Dalam proses perkuliahan, distraksi digital menggerogoti kedisiplinan. Notifikasi media sosial di tengah kuliah, godaan multitasking antara catatan kuliah dan TikTok, atau mengerjakan tugas sambil live streaming semua ini mengaburkan garis sakral antara ruang belajar dan hiburan.

Dosen kerap dihadapkan pada pilihan sulit: melarang teknologi akan dianggap kuno dan tidak menyesuaikan perkembangan jaman atau membiarkannya terjadi dengan menanggung risiko kecurangan. Perbedaan persepsi ini bukan sekadar masalah aturan. Ini adalah benturan nilai antara generasi yang dibesarkan dengan kebebasan digital (digital natives) dan pendidik penjaga tradisi akademik.

Kampus harus mulai mencari jalan terbaik, untuk menjadi jembatan kesenjangan pola fikir antara dosen dan mahasiswa, karena melarang total teknologi bukanlah solusi terbaik, teknologi adalah sebuah keniscayaan, maka hal yang dibutuhkan adalah,

Dialog antar generasi, Kampus harus menjadi ruang diskusi terbuka antara dosen dan mahasiswa untuk menyelaraskan persepsi definisi “kecurangan” di era digital. Literasi Etika Digital, setiap mata kuliah harus memberikan muatan pendidikan etika akademik dan harus melebur dalam kurikulum pembelajaran.

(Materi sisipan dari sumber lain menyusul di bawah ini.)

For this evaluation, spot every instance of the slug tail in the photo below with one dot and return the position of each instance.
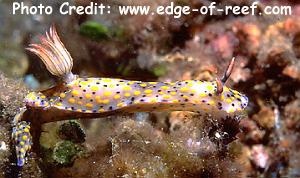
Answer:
(53, 53)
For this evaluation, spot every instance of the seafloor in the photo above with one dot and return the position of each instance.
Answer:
(263, 142)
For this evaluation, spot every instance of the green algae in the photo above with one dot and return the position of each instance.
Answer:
(65, 152)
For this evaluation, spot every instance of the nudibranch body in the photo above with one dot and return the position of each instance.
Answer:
(78, 97)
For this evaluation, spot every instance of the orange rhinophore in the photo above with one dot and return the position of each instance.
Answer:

Keteladanan Proaktif, dosen harus menjadi role model dalam keteladanan etika akademis dalam penggunaan teknologi untuk proses pembelajaran.

Tantangan ini bukan tentang “benar-salah”, melainkan tentang adaptasi nilai. Jika kampus gagal memahami alam pikir Gen Z, aturan etika akademik akan jadi monumen yang terabaikan oleh pergerakan jaman. Sebaliknya, jika mahasiswa mengabaikan esensi integritas, gelar sarjana hanya akan menjadi sertifikat kosong tanpa arti.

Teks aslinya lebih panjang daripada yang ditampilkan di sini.